Summer is marked by a distinct odor and horrible sight for Lake Oregon Village. So many carp have died in the body of water that the state of Michigan is now investigating the happening with serious concern.

So far, the only casualties are literal hundreds of common carp. Local 4 reports on the bewildering situation.

“I thought it was because of all the rain and the runoff from fertilizer,” says Annette, a local villager. Hundreds of carp are dying and floating to the surface daily, and creating an awful stench and scene.

But Lake Orion Village manager Joe Young says the “unfortunate” problem isn’t due to the water – or any chemicals in it. The water is perfectly clean, Young says.

“It’s not an issue with the lake,” he offers for Local 4. “We have the water checked constantly with the health department!”

So what exactly is going on, then? Local 4 spoke to Sara Thomas with the Michigan Department of Natural Resources (DNR) Fisheries Division to find out.

Michigan Officials Say “Three Viruses” are Behind Mass Carp Die-Off

“It’s a smelly nuisance,” Thomas says. She explains that “all signs” are pointing to “three viruses that impact the common carp.” Thankfully, there’s “no way to transmit [the viruses] to people or dogs,” she adds.

Well, there’s a relief for Lake Orion lovers. Yet the question still remains – what are villagers to do with all the stinky, dead fish? Local 4 says that citizens have found an oddly fitting solution.

Apparently, villagers are scooping out the dead carp and taking them to local Eastlawn Cemetery. There, they’re being buried by the hundreds into huge grave-pits dug especially for the fish. Peculiar times call for peculiar measures.

Thomas says the viruses typically last for a few weeks at a time. And once they’ve run their course, the carp should continue on in Lake Orion as per usual. The same, hopefully, will go for the local villagers, too, who are eager to return to swimming and boating in the lake. Sans hundreds of dead fish carcasses, that is.

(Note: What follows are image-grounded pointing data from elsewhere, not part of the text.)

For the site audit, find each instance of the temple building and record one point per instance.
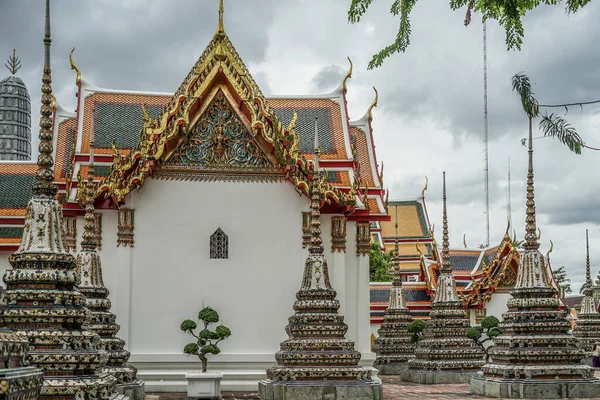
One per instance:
(15, 115)
(204, 193)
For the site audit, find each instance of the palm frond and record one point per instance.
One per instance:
(557, 127)
(522, 85)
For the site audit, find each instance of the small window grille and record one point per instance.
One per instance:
(219, 244)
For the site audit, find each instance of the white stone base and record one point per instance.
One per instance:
(204, 385)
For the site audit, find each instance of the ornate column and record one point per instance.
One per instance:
(363, 309)
(338, 258)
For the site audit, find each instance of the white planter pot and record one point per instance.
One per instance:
(204, 385)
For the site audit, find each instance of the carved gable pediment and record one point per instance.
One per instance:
(219, 146)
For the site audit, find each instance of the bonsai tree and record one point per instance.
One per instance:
(487, 331)
(207, 341)
(416, 328)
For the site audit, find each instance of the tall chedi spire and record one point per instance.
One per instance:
(102, 321)
(394, 346)
(43, 305)
(317, 361)
(535, 356)
(587, 329)
(445, 355)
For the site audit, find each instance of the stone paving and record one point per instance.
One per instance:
(393, 388)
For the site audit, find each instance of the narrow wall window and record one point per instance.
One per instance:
(219, 244)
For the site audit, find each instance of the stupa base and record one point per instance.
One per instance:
(437, 377)
(390, 369)
(135, 390)
(520, 389)
(310, 390)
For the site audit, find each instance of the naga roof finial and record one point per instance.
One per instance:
(73, 66)
(373, 104)
(13, 64)
(531, 237)
(44, 184)
(348, 76)
(221, 26)
(445, 239)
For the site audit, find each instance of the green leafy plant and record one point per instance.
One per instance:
(416, 328)
(509, 15)
(485, 332)
(207, 341)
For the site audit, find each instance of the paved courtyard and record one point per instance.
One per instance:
(393, 389)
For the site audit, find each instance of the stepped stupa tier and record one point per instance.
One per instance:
(19, 380)
(317, 361)
(587, 329)
(42, 303)
(394, 346)
(535, 356)
(102, 321)
(445, 354)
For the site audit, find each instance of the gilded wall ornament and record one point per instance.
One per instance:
(125, 225)
(338, 234)
(363, 238)
(305, 228)
(70, 233)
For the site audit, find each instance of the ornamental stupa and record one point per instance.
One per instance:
(587, 329)
(535, 356)
(445, 354)
(42, 303)
(394, 346)
(317, 361)
(102, 321)
(15, 115)
(19, 381)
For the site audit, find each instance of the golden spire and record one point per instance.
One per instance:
(221, 26)
(373, 104)
(44, 184)
(13, 64)
(348, 76)
(588, 276)
(531, 238)
(445, 240)
(73, 66)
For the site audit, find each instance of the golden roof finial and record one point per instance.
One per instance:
(73, 66)
(348, 76)
(13, 64)
(221, 26)
(373, 104)
(425, 187)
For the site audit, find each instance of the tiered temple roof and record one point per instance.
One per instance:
(132, 141)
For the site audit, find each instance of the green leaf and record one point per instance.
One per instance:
(208, 315)
(191, 349)
(188, 325)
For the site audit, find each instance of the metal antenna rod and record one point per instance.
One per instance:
(485, 140)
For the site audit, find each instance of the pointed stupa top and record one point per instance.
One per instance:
(446, 267)
(13, 64)
(44, 184)
(588, 275)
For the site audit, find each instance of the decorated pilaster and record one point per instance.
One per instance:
(445, 355)
(317, 361)
(587, 329)
(43, 305)
(338, 256)
(394, 346)
(535, 356)
(102, 321)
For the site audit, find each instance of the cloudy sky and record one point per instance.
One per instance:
(430, 114)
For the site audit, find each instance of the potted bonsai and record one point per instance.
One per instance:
(204, 384)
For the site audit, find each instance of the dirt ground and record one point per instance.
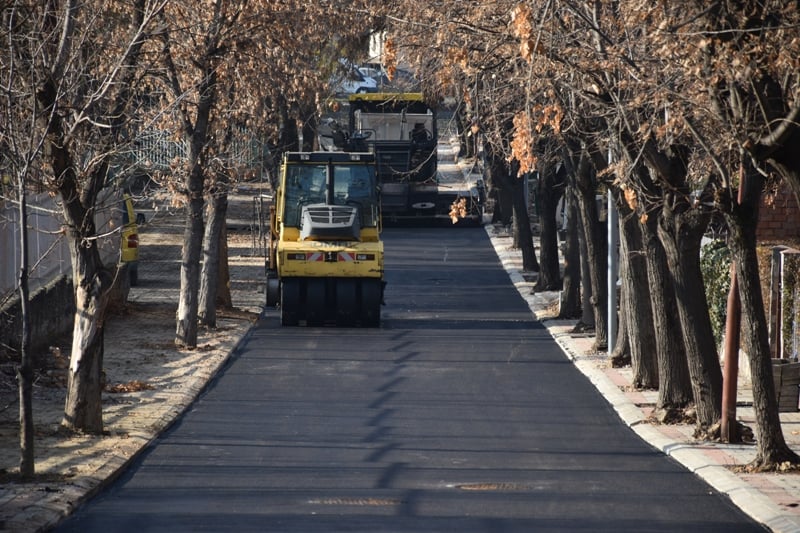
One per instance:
(149, 382)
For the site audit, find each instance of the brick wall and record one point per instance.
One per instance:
(779, 217)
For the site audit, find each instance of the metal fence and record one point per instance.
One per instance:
(48, 249)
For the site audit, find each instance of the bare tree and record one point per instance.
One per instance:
(77, 72)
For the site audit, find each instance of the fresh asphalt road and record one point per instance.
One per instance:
(459, 414)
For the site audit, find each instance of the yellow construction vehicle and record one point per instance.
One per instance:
(325, 263)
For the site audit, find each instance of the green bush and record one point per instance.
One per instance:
(715, 263)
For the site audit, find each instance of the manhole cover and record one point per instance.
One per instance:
(363, 502)
(500, 487)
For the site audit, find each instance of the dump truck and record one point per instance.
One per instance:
(325, 261)
(401, 129)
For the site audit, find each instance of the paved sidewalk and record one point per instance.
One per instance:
(772, 499)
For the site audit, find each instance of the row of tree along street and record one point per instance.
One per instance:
(681, 112)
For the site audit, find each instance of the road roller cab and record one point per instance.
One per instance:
(325, 263)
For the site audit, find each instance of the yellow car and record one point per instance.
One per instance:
(130, 239)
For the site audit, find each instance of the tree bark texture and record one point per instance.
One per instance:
(25, 371)
(550, 190)
(188, 302)
(83, 406)
(522, 223)
(197, 133)
(680, 232)
(217, 208)
(636, 311)
(571, 288)
(675, 387)
(771, 444)
(596, 245)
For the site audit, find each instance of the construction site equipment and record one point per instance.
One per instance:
(401, 130)
(325, 263)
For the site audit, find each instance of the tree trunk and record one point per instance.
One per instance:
(586, 322)
(550, 190)
(209, 277)
(636, 311)
(25, 370)
(224, 300)
(522, 222)
(675, 387)
(91, 280)
(186, 328)
(771, 445)
(571, 287)
(596, 245)
(186, 319)
(500, 188)
(680, 230)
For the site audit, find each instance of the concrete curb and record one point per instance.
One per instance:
(761, 507)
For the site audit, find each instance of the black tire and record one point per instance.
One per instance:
(290, 302)
(315, 301)
(371, 303)
(346, 302)
(133, 274)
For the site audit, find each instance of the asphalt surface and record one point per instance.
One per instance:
(461, 413)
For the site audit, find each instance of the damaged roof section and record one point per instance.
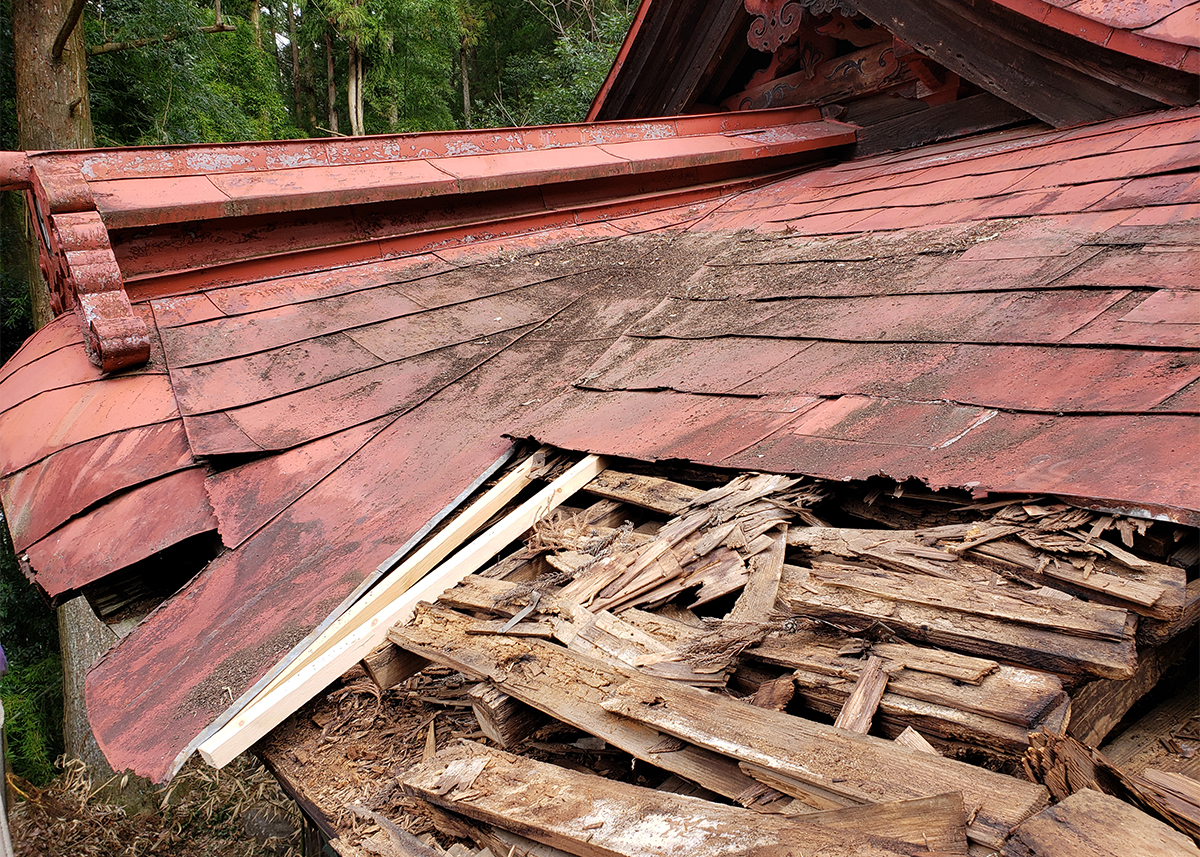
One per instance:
(1011, 313)
(869, 642)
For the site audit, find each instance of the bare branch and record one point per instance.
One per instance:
(109, 47)
(69, 25)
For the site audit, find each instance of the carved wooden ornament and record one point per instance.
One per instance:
(775, 23)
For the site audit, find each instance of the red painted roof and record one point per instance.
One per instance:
(1014, 312)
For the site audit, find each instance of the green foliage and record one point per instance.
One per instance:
(559, 87)
(31, 693)
(197, 88)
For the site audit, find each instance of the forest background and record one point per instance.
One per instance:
(192, 71)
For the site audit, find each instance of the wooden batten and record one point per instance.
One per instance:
(394, 601)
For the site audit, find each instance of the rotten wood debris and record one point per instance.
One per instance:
(689, 661)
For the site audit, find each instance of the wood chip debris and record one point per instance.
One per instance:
(861, 669)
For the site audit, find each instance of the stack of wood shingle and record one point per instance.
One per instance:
(815, 667)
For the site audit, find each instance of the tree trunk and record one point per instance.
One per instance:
(52, 103)
(463, 58)
(352, 82)
(354, 89)
(331, 91)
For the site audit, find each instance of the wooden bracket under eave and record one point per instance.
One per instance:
(81, 269)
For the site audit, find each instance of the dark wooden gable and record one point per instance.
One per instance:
(961, 66)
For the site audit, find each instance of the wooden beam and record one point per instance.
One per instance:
(859, 708)
(1059, 78)
(413, 568)
(411, 583)
(593, 816)
(1095, 825)
(567, 685)
(855, 768)
(714, 730)
(971, 115)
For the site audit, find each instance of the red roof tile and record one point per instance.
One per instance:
(1017, 321)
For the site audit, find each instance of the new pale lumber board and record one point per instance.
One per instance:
(413, 568)
(1009, 694)
(593, 816)
(411, 583)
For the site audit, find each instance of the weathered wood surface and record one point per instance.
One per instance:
(594, 634)
(593, 816)
(563, 684)
(1093, 825)
(648, 492)
(933, 823)
(1097, 707)
(389, 665)
(1176, 795)
(393, 601)
(825, 595)
(982, 112)
(857, 768)
(502, 718)
(1003, 693)
(858, 709)
(1152, 589)
(757, 599)
(1134, 745)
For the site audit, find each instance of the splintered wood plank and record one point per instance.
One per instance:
(1156, 589)
(946, 721)
(563, 684)
(1073, 617)
(1093, 825)
(1038, 647)
(389, 665)
(593, 816)
(1177, 793)
(501, 717)
(849, 767)
(933, 823)
(648, 492)
(859, 707)
(1097, 707)
(757, 599)
(594, 634)
(1007, 693)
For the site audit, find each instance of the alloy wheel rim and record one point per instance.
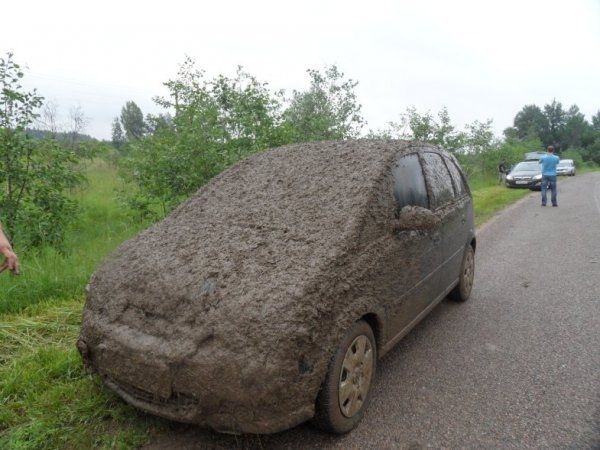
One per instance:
(355, 376)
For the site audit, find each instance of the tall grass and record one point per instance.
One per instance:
(101, 226)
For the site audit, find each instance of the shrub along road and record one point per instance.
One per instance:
(517, 366)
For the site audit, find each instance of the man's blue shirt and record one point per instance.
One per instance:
(549, 163)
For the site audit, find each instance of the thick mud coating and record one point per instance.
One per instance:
(226, 313)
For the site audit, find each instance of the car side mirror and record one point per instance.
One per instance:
(416, 218)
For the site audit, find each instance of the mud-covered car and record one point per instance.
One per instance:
(526, 174)
(266, 299)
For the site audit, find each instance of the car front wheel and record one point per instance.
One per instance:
(462, 291)
(344, 394)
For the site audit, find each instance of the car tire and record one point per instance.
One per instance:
(344, 395)
(462, 290)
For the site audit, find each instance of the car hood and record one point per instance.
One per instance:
(525, 173)
(251, 268)
(249, 245)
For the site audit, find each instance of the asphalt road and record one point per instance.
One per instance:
(517, 366)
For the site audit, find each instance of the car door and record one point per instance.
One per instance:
(450, 205)
(414, 252)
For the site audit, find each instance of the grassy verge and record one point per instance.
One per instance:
(102, 225)
(488, 200)
(46, 400)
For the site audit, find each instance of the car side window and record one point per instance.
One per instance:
(438, 178)
(409, 182)
(459, 184)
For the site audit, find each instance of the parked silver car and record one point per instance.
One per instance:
(566, 167)
(526, 174)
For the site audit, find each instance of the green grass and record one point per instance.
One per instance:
(46, 400)
(489, 200)
(101, 226)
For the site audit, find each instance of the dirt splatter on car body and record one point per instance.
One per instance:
(226, 313)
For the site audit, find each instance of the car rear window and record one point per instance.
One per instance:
(439, 179)
(459, 184)
(409, 183)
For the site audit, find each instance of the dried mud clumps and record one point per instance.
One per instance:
(225, 313)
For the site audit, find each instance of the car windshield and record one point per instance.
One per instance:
(527, 166)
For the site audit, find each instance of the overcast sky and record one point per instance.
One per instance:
(480, 59)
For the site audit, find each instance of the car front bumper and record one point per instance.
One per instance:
(524, 183)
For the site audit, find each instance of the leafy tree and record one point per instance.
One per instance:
(118, 137)
(530, 122)
(425, 127)
(596, 121)
(215, 123)
(577, 131)
(77, 123)
(327, 110)
(557, 119)
(34, 174)
(132, 121)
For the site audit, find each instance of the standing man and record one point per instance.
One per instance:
(549, 162)
(11, 262)
(502, 171)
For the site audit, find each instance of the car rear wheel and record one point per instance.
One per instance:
(344, 394)
(462, 291)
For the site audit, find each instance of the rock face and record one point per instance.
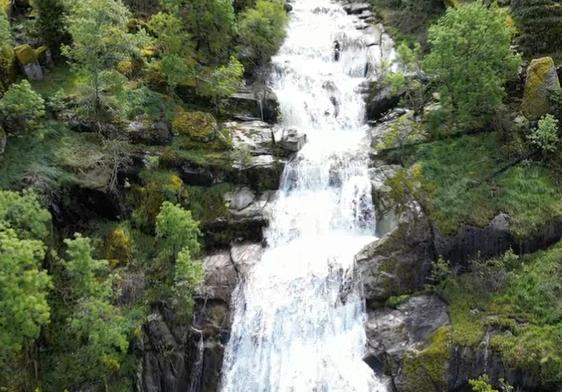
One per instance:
(392, 332)
(542, 80)
(398, 263)
(142, 131)
(178, 358)
(254, 102)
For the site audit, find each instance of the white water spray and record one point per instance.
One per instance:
(293, 328)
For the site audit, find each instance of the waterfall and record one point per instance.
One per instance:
(298, 322)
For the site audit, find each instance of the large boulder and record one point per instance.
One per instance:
(542, 80)
(391, 332)
(397, 264)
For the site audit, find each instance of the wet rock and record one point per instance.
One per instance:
(542, 80)
(241, 199)
(144, 131)
(254, 102)
(292, 140)
(220, 277)
(381, 100)
(392, 332)
(384, 204)
(398, 263)
(356, 8)
(245, 256)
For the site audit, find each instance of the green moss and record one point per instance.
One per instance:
(426, 370)
(525, 316)
(207, 203)
(530, 195)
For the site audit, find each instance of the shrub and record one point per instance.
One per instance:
(261, 32)
(545, 137)
(21, 107)
(471, 60)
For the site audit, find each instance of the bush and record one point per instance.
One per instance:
(540, 23)
(261, 32)
(471, 60)
(545, 137)
(21, 108)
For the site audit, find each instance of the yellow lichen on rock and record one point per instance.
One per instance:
(542, 80)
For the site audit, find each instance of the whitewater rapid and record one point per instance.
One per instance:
(298, 322)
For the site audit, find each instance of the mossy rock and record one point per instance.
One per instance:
(426, 370)
(7, 68)
(542, 80)
(3, 140)
(198, 126)
(25, 54)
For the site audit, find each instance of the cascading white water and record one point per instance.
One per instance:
(293, 328)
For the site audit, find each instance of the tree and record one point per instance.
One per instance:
(261, 32)
(100, 40)
(212, 26)
(21, 108)
(540, 24)
(23, 291)
(50, 22)
(95, 335)
(222, 81)
(470, 61)
(545, 137)
(178, 234)
(176, 229)
(175, 45)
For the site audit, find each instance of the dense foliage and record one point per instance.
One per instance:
(471, 60)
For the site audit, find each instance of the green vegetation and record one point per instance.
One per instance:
(539, 23)
(522, 308)
(261, 32)
(470, 67)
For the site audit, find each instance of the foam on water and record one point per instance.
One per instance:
(294, 329)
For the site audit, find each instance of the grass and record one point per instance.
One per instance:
(463, 187)
(525, 315)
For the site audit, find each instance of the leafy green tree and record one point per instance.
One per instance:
(94, 335)
(540, 24)
(23, 292)
(222, 81)
(545, 137)
(100, 39)
(261, 32)
(21, 108)
(23, 213)
(470, 61)
(175, 45)
(176, 229)
(50, 22)
(188, 275)
(178, 235)
(212, 25)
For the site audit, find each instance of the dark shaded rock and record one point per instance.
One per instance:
(220, 277)
(398, 263)
(142, 131)
(257, 102)
(381, 100)
(392, 332)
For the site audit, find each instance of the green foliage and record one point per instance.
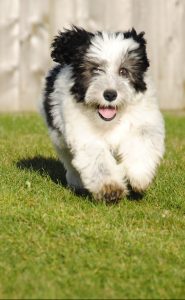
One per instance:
(54, 244)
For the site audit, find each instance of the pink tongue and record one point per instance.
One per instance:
(107, 112)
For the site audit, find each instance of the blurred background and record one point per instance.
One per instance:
(28, 26)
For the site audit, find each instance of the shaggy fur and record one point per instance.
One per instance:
(102, 113)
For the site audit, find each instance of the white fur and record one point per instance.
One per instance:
(88, 146)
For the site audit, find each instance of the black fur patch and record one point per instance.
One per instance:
(136, 61)
(49, 88)
(69, 47)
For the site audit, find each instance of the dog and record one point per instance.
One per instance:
(102, 114)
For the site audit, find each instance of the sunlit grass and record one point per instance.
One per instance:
(54, 244)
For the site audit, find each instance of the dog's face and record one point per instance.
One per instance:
(108, 68)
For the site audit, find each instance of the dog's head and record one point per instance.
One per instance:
(108, 68)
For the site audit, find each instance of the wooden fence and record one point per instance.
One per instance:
(27, 28)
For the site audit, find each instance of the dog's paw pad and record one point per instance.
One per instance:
(110, 193)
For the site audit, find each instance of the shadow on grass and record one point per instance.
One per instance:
(44, 166)
(50, 166)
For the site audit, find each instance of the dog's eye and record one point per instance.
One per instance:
(123, 72)
(97, 70)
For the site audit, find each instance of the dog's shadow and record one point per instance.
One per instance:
(45, 167)
(54, 169)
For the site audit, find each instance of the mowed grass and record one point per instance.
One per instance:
(54, 244)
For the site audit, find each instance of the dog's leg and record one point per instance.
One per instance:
(141, 157)
(72, 176)
(99, 172)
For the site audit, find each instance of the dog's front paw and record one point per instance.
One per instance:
(110, 193)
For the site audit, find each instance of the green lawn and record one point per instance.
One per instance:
(54, 244)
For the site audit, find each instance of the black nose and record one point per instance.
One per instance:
(110, 95)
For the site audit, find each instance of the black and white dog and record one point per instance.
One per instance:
(102, 113)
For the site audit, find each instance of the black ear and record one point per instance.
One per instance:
(70, 44)
(139, 38)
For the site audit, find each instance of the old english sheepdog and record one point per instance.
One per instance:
(101, 111)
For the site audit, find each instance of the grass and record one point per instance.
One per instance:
(54, 244)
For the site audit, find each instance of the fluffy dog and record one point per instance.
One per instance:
(102, 113)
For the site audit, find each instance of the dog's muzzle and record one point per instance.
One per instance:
(107, 113)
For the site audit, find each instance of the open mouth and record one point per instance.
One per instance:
(107, 113)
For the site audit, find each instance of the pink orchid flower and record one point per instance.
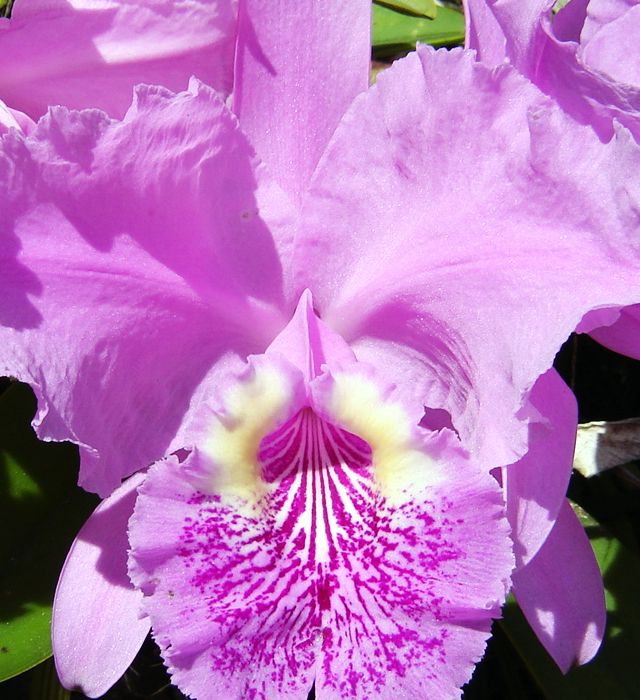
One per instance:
(91, 53)
(261, 298)
(585, 57)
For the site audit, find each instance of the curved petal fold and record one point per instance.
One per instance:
(623, 335)
(91, 53)
(98, 625)
(561, 593)
(536, 486)
(280, 67)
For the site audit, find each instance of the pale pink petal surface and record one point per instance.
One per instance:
(560, 591)
(91, 53)
(535, 487)
(473, 251)
(292, 84)
(98, 261)
(327, 576)
(98, 625)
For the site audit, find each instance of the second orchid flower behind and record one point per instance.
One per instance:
(262, 301)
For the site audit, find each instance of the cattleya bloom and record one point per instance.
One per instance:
(325, 314)
(585, 57)
(91, 54)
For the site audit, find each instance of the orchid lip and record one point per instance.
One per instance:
(317, 536)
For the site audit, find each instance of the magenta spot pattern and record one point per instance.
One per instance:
(321, 581)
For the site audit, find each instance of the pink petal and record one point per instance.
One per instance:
(548, 53)
(296, 74)
(623, 336)
(97, 625)
(126, 274)
(327, 583)
(91, 53)
(561, 593)
(372, 567)
(473, 251)
(506, 29)
(536, 485)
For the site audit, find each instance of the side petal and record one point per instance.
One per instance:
(88, 53)
(561, 593)
(133, 259)
(98, 625)
(536, 486)
(487, 237)
(296, 73)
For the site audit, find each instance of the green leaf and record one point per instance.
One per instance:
(41, 511)
(612, 674)
(419, 8)
(397, 33)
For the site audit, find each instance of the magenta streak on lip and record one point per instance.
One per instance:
(321, 580)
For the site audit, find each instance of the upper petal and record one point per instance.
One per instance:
(92, 53)
(464, 231)
(296, 73)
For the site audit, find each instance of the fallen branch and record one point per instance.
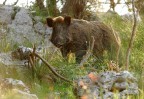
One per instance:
(89, 52)
(4, 2)
(15, 3)
(135, 14)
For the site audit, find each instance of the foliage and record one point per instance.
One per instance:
(70, 70)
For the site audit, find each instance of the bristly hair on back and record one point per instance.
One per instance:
(58, 19)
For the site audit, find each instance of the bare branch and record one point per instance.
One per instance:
(4, 2)
(15, 3)
(135, 14)
(89, 52)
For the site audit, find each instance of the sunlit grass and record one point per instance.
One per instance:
(70, 70)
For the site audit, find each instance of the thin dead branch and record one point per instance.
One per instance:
(4, 2)
(134, 28)
(88, 54)
(15, 3)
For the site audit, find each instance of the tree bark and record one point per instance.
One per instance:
(135, 14)
(74, 8)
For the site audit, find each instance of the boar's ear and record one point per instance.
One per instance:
(67, 20)
(49, 22)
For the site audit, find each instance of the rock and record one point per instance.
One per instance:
(20, 27)
(15, 89)
(39, 28)
(6, 13)
(21, 30)
(108, 84)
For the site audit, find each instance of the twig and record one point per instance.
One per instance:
(88, 54)
(132, 35)
(4, 2)
(51, 68)
(15, 3)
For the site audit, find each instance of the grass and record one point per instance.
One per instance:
(62, 90)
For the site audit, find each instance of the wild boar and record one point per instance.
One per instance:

As for the common carp, the species is exactly what its name suggests: common. The large (sometimes gargantuan) fish are found statewide in Michigan, as well as the Great Lakes, large inland lakes and reservoirs. They also inhabit large and small rivers, swamps, canals and drains, cites the state’s DNR. In general, carp prefer shallow, muddy habitats with aquatic vegetation. The common species begin spawning in springtime, and their feeding and reproductive rituals during this time can increase Michigan water turbidity considerably.